After the convention, the prototype was returned to the workshop for modifications, including installation of a 60 hp Limbach SL 1700 EA engine and Rehm 5330 two-blade fixed-pitch propeller, details of which were incorporated into the plans.

==Design==
The Pixie fuselage is fabricated from welded 4130 steel tube, while the wings are made from Sitka spruce covered with Stits Poly-fiber fabric. Recommended engines include Volkswagen or the Continental A65.

The design includes full-span ailerons that give it a high roll rate with minimal adverse yaw.

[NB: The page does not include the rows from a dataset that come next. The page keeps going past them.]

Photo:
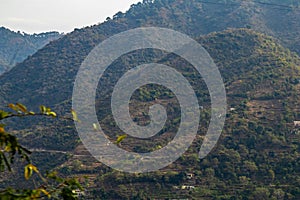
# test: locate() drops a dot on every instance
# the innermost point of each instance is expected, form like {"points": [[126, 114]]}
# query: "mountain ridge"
{"points": [[17, 46]]}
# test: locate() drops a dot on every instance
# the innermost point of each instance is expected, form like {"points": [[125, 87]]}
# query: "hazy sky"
{"points": [[34, 16]]}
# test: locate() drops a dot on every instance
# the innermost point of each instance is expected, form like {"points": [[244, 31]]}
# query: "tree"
{"points": [[53, 186]]}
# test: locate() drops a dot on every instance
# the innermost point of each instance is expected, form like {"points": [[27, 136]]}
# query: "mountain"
{"points": [[257, 156], [16, 46]]}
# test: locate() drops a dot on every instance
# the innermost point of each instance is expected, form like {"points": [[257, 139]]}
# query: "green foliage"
{"points": [[53, 185]]}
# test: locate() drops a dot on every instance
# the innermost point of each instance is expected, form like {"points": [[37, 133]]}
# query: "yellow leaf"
{"points": [[21, 107], [27, 172], [53, 114], [46, 193], [75, 117], [34, 168], [121, 138], [95, 126], [12, 106], [42, 109]]}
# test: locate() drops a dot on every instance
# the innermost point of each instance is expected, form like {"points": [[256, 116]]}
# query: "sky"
{"points": [[35, 16]]}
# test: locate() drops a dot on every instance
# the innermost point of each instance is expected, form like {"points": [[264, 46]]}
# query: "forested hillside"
{"points": [[256, 47], [16, 47]]}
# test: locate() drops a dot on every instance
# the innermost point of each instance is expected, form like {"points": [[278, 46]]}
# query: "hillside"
{"points": [[258, 151], [16, 46], [258, 154]]}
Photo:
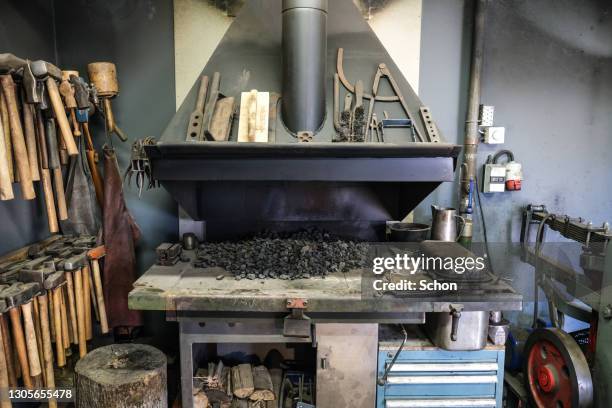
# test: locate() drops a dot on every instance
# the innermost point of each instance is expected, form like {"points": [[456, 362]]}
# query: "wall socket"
{"points": [[494, 135]]}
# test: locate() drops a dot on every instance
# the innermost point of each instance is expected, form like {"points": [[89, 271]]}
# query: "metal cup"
{"points": [[444, 224]]}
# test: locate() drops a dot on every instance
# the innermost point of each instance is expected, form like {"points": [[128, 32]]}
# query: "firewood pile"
{"points": [[240, 386]]}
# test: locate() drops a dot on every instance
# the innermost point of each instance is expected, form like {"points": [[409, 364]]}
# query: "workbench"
{"points": [[211, 306]]}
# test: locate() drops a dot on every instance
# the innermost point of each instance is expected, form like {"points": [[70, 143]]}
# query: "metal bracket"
{"points": [[430, 126], [297, 324]]}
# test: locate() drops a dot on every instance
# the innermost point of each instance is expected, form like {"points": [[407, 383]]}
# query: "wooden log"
{"points": [[242, 381], [200, 400], [216, 386], [122, 376], [262, 382]]}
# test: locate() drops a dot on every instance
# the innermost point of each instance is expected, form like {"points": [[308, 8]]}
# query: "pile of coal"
{"points": [[298, 255]]}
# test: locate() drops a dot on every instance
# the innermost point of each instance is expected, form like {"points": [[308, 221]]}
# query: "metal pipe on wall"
{"points": [[304, 64], [470, 144]]}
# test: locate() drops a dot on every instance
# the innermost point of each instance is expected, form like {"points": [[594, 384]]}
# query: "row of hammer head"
{"points": [[44, 269], [32, 75]]}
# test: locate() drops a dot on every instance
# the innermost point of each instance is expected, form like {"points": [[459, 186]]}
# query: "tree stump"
{"points": [[122, 376]]}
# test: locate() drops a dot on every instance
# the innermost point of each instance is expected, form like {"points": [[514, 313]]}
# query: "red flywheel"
{"points": [[556, 372]]}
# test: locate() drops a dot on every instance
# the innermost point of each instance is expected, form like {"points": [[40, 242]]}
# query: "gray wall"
{"points": [[28, 35], [548, 71]]}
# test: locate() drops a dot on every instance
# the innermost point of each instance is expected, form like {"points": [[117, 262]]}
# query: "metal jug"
{"points": [[444, 223]]}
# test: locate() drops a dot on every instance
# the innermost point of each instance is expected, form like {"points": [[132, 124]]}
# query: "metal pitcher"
{"points": [[444, 224]]}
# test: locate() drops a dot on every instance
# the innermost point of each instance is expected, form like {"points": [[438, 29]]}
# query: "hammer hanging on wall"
{"points": [[17, 138]]}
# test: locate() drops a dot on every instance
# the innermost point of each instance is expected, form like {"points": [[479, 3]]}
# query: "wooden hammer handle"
{"points": [[7, 348], [78, 295], [62, 209], [87, 302], [20, 346], [31, 342], [46, 342], [57, 323], [93, 167], [17, 138], [30, 135], [37, 330], [72, 307], [95, 264], [4, 378], [7, 135], [6, 187], [41, 139], [62, 119], [49, 201]]}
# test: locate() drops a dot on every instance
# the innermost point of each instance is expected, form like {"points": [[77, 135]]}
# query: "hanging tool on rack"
{"points": [[140, 166], [383, 72], [84, 105], [103, 75]]}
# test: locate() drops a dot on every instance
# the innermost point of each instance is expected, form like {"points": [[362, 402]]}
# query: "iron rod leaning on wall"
{"points": [[470, 144], [304, 64]]}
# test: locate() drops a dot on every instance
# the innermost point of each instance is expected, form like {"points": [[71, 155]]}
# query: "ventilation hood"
{"points": [[286, 181]]}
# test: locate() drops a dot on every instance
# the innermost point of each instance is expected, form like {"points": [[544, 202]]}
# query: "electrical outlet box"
{"points": [[494, 135], [486, 113], [494, 180]]}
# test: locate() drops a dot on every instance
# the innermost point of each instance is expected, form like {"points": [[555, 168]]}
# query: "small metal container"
{"points": [[471, 332]]}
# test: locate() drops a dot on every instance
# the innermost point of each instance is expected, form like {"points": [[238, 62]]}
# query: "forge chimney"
{"points": [[304, 64]]}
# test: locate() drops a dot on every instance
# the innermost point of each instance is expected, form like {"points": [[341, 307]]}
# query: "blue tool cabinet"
{"points": [[426, 376]]}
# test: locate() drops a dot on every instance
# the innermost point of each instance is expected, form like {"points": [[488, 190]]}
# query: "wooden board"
{"points": [[254, 116]]}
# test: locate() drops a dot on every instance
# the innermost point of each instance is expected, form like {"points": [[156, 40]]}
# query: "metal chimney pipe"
{"points": [[304, 64]]}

Aircraft Spruce and Specialty says of the design:

Similar in many respects to the Heath Parasol, the Pixie is a modernization of the helmet-and-goggle days of the 1930s. The large wing and full-span ailerons make for easy flying. With minimal taildragger experience, the Pixie is a breeze to handle on the ground. Landings are gentle affairs, visibility in cruise is outstanding and using it with skis adds another dimension of fun.

==Operational history==
By March 2017, 27 examples had been registered in the United States with the Federal Aviation Administration and six with Transport Canada.

==Variants==
- Pober Pixie II
Paul Poberezny developed some drawings and started design and partial welding of a fuselage for a two-seat model. Michael Hoye of Heath Texas purchased the project in 1989, continued the design, and over a period of ten years completed building a single scratch built example of a tandem two-seat Pixie in 2000. This aircraft won an "outstanding workmanship" award at Airventure 2001 and was featured as the cover story by noted author Budd Davisson in the January 2002 issue of Sport Aviation magazine.